Credit: Jashley Bido

From testimonials to poetry, art is being used as a way for Penn students to address their mental health concerns.

This semester, mental health-focused student organization Active Minds will be publishing the first print issue of its literary magazine, Penntal Health. The publication, which first appeared in online form in spring 2015, features students’ writing and artwork centered around their personal experiences with mental illness.

“I think it’s really hard to relate to mental illness if you don’t have experience with it,” College sophomore and Penntal Health Chair Grace Ragi said, “[but] if someone is just pouring their heart out on the page, it’s a lot harder to say ‘That isn’t your experience. That’s not true.’”

College sophomore and Active Minds co-President Kathryn DeWitt said that the idea for Penntal Health grew out of the popularity of Pennsive, a Tumblr account created by Active Minds for Penn students to share their stories related to mental health. Pennsive was started by 2015 College graduate Yuki Knapp and College seniorMaya Nauphal in January of 2014, and coincided with a period of several suicides on Penn’s campus, in which nine students took their own lives over the course of two years.

“Through Pennsive, students were able to express a lot of what they were feeling as Penn students,” DeWitt said, “and in the wake of the suicides, a lot of other people talked about being suicidal or not having a great time at Penn.”

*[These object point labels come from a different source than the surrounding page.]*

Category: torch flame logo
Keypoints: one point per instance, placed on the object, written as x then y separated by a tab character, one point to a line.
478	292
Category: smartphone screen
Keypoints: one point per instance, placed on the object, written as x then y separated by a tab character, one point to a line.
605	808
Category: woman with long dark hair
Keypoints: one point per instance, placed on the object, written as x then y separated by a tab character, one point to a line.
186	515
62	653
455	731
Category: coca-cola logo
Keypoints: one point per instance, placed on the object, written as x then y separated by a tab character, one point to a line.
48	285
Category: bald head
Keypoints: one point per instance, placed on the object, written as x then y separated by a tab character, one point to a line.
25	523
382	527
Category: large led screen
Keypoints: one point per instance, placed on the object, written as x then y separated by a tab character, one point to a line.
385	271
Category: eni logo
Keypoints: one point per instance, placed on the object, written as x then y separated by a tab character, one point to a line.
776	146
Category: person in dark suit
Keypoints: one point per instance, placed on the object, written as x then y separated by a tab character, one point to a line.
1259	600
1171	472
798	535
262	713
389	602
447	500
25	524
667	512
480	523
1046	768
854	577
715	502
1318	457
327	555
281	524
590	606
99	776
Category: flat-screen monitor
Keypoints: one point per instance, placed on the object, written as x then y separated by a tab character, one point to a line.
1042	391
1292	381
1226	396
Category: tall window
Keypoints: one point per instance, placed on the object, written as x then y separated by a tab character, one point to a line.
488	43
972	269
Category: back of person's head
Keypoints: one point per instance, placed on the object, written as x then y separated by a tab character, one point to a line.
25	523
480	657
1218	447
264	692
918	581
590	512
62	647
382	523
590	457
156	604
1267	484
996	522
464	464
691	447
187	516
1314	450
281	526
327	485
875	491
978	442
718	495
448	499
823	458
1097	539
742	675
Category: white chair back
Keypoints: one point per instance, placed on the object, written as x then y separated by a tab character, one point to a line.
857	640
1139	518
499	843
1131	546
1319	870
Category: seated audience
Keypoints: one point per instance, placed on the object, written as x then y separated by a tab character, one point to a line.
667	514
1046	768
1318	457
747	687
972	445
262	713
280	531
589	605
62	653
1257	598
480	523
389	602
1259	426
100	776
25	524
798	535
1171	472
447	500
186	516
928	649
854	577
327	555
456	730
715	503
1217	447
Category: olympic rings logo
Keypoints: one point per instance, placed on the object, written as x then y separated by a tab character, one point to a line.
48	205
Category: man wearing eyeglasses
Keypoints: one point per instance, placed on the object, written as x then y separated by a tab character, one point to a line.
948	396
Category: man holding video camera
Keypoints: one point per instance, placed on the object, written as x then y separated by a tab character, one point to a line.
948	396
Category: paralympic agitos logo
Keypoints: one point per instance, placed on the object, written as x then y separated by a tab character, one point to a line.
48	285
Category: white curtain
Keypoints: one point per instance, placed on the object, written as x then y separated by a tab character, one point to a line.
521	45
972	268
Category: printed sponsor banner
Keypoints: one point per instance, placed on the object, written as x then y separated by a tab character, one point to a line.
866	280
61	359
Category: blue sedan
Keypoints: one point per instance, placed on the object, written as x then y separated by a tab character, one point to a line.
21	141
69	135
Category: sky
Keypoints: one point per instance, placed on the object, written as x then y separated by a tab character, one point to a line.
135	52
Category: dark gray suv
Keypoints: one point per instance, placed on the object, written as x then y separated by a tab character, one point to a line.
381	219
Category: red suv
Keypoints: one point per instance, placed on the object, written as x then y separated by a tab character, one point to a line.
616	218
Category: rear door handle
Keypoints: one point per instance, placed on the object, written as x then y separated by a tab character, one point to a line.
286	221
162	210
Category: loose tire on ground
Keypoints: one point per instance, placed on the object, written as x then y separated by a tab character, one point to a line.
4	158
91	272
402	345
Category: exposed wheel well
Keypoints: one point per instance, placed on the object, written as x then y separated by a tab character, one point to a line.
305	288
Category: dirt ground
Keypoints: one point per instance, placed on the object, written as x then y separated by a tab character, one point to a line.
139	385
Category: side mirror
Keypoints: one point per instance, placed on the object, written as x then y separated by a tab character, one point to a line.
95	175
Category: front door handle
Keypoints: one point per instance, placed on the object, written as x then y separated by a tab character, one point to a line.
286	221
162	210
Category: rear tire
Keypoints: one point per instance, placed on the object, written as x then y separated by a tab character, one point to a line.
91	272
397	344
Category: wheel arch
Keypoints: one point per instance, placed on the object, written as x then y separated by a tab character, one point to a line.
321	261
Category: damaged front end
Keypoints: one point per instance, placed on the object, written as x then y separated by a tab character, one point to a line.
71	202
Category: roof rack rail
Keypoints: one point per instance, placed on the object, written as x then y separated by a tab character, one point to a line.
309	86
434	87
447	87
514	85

One of the most popular submissions to Pennsive was titled “A Cup of Coffee with a Fellow Suicide Attempt Survivor,” by 2015 College graduate Jack Park. In his submission, Park shared how he overcame his suicide attempt and offered to grab coffee with anyone who would like to talk with him about their own struggle with depression or anything else they might want to confide in someone. DeWitt said that over 100 students took him up on that offer that same semester.

“We were tapping into something real,” DeWitt said, “things [Penn students] wanted to talk about, but didn’t think they had an avenue to discuss.”

DeWitt said that many of the submissions to Pennsive were of such a high artistic quality that the Active Minds board felt they needed to get it out on a wider scale, and so they created the web edition of Penntal Health.

Active Minds hopes the first print edition will be out in time for INSPIRE, a mental health-centered performance night that they will host on April 9 in the Rodin rooftop lounge. However, they have had difficulty finding a publisher who can meet their limited budget. Active Minds’ other co-President and College junior Peter Moon said that they were unable to secure funding from the Student Activities Council for printing costs of the magazine, but that they won $500 this semester through a competition run by the National Institute for Civil Discourse at the University of Arizona.

Penntal Health is currently accepting submissions for its next edition.